At UPrep, a school with a "post-secondary focus" according to the report, only 34 percent of students are eligible for the Pittsburgh Promise, a scholarship for post-secondary education. And according to survey responses from 2013 only 29 percent of students were attending college or a trade school.
"It's certainly disturbing, but not shocking unfortunately," says community activist Tim Stevens who mentors students at UPrep. "It's a long-range issue. These are long-term deep-rooted problems."
For Westinghouse, the data is worse. Only 20 percent of students were eligible for the Pittsburgh Promise and only 22 percent were attending college or a trade school. Conversely, CAPA, a creative and performing arts school, boasts an 89 percent rate for Pittsburgh Promise eligibility and 80 percent of students were attending college or a trade school.
"There is some progress but it's just too slow. We're losing too many kids. Too many kids are dying. Too many kids are not Promise eligible," says Wanda Henderson, a member of the district's equity advisory panel. "Westinghouse has seen too much uncertainty. There needs to be some stability."
Another way the report measures success is through the algebra milestone, looking at how many students are taking algebra in 8th grade.
"The algebra milestone is very important," Superintendent Linda Lane said in her remarks at the press conference. "If you think it's only for people going to college it isn't. There are many many technical fields, very highly compensated technical fields that require higher math."
But at UPrep and Westinghouse none of the 8th grade students took algebra in the 2013-2014 school year.
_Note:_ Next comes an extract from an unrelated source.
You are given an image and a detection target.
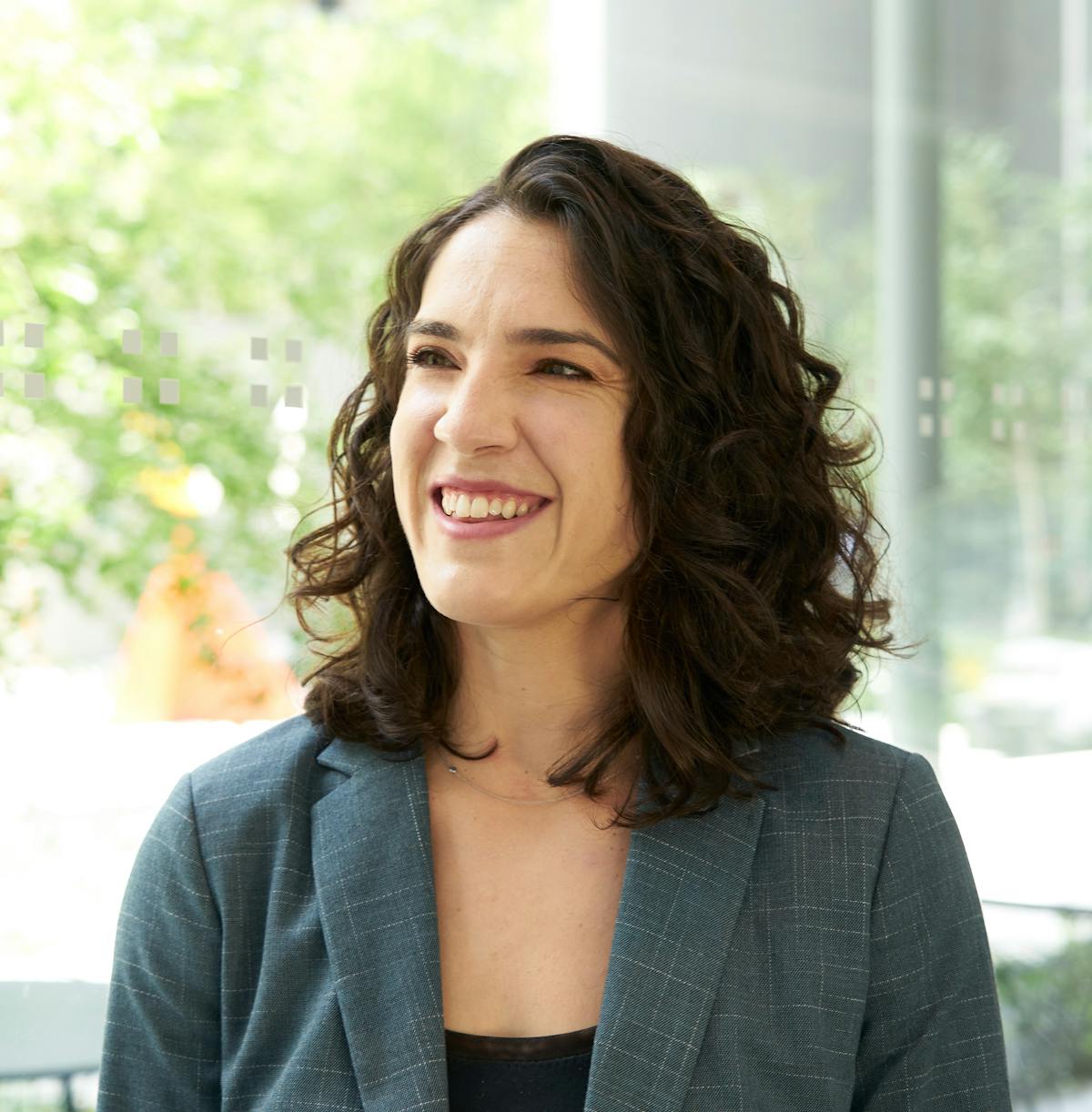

At CAPA 73 of the 111 8th graders took algebra. At Obama all 8th graders took algebra and at Science and Technology Academy 20 of the 55 students took algebra.
In other areas, UPrep and Westinghouse lag behind their peers to a smaller degree. Westinghouse had an 83 percent graduation rate while UPrep's is 79 percent. At CAPA, Obama and Sci-Tech, the rates are 97, 85 and 93 percent respectively.
"I'm not trying to make the case that there's been phenomenal growth," said Lane. "But nevertheless it took a lot of hard work to get there. We have to recognize the work people did to get the results we did."